After growing up in the San Francisco Bay Area, McCandless studied art, literature, and science at Stanford University, where she graduated in 1932. She was married to John McCandless in 1932 (divorced in 1961), and together they had two sons, Duncan and Keith. Ruth became interested in Zen Buddhism through her study of comparative religion, met Senzaki in the early 1940s and worked with him studying Zen and translating manuscripts. With Senzaki, McCandless co-authored Buddhism and Zen (1953), a book that provided an elementary introduction to Zen Buddhism aimed for Western audiences, and edited The Iron Flute (1961), a collection of ancient Zen koans.

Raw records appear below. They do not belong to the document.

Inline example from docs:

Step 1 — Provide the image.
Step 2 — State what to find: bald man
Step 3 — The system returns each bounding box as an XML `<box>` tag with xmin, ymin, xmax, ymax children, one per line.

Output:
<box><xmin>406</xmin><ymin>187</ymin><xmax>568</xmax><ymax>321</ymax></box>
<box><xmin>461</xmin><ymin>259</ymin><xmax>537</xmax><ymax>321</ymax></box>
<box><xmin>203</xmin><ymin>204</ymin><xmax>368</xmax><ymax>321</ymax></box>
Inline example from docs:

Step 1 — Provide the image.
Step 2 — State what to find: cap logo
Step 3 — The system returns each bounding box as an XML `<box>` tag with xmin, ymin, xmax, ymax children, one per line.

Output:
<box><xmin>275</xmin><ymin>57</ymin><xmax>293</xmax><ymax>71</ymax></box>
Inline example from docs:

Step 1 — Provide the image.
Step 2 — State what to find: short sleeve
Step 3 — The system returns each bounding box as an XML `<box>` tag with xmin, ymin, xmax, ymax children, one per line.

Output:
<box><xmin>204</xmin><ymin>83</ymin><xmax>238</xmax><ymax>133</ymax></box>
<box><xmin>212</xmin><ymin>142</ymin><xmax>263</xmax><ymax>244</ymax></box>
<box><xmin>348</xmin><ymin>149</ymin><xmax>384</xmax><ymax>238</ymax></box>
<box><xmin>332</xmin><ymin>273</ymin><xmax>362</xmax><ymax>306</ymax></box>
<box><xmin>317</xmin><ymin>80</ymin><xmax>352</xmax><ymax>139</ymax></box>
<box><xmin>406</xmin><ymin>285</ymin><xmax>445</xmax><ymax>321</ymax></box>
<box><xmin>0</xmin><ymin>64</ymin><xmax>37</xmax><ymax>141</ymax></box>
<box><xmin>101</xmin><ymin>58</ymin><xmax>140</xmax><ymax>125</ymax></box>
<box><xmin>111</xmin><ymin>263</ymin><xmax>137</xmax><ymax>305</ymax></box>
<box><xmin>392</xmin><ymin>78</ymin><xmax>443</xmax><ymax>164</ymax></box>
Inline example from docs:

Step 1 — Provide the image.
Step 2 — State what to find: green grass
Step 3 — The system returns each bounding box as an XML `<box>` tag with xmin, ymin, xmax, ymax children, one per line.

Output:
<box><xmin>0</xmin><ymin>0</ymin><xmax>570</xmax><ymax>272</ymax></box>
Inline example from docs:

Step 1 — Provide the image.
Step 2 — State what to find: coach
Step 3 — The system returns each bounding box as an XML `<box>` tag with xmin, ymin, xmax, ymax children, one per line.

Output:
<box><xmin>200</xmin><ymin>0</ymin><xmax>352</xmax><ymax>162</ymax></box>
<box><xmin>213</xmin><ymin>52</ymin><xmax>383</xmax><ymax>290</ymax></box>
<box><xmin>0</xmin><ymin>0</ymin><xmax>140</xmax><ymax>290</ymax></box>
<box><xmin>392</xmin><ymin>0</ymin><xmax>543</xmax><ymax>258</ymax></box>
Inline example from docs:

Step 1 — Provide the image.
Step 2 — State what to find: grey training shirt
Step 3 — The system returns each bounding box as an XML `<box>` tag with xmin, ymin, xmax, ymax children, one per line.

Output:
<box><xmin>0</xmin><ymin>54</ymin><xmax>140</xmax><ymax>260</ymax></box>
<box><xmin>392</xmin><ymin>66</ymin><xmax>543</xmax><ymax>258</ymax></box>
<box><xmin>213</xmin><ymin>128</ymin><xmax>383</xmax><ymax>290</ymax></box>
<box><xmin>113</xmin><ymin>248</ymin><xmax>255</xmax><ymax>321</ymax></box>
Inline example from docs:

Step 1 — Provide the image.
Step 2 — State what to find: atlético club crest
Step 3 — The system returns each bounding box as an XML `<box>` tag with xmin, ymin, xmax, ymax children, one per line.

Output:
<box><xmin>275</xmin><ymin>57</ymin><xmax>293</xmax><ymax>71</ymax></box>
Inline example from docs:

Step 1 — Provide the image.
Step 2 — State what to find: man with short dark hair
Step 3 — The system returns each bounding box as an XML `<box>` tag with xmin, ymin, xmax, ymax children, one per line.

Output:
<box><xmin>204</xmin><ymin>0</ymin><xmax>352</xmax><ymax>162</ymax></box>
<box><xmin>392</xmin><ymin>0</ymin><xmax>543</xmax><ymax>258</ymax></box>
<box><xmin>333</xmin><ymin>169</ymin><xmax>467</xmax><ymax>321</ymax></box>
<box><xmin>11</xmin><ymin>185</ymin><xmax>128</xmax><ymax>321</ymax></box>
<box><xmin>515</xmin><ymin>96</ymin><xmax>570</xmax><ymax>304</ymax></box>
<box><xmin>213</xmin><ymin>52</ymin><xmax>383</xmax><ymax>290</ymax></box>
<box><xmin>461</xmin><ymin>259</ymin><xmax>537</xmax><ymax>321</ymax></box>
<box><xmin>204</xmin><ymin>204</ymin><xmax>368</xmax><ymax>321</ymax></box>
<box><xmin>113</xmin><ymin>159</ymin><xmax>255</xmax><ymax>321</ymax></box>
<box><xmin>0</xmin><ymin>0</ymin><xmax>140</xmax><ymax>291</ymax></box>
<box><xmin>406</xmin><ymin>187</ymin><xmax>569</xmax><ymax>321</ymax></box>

In 1943, Senzaki was interned at at the Heart Mountain War Relocation Center in Wyoming. During that time, Ruth McCandless wrote to him, often to tell him about the children, and to provide him with a sense of everyday life outside the camp. A letter in McCandless’s archives (Ruth Strout McCandless Collection on Nyogen Senzaki, 1900-2015) from Ruth to Duncan and Keith reveals that, unbeknownst to her, Senzaki had Ruth’s letters printed out as an English Reader for Young Wives and Expectant Mothers, which he used to help teach young Japanese American women in the camp to read and write English. He recognized that the content of the letters would be interesting to his students, and would therefore help them in the learning process.
Some materials in the papers are shown here: the letter and reader, poetry by Senzaki translated and typed in English by McCandless, poetry written on leaves, and photographs of Senzaki and some of his disciples while at Heart Mountain, as well as portraits of him taken at a studio in Los Angeles before and after World War II.
The Ruth Strout McCandless Collection on Nyogen Senzaki, 1900-2015 was acquired by the UCLA Library Special Collections in 2015 and processed in 2016 in the Center for Primary Research and Training. It will soon be open for research with finding aid on the OAC. The collection is a rich historic archive reflecting the rise of Zen Buddhism in Western society in the 20th century through Senzaki and McCandless’s translations of original and historical texts, including correspondence, photographs, books, art works and other personal papers.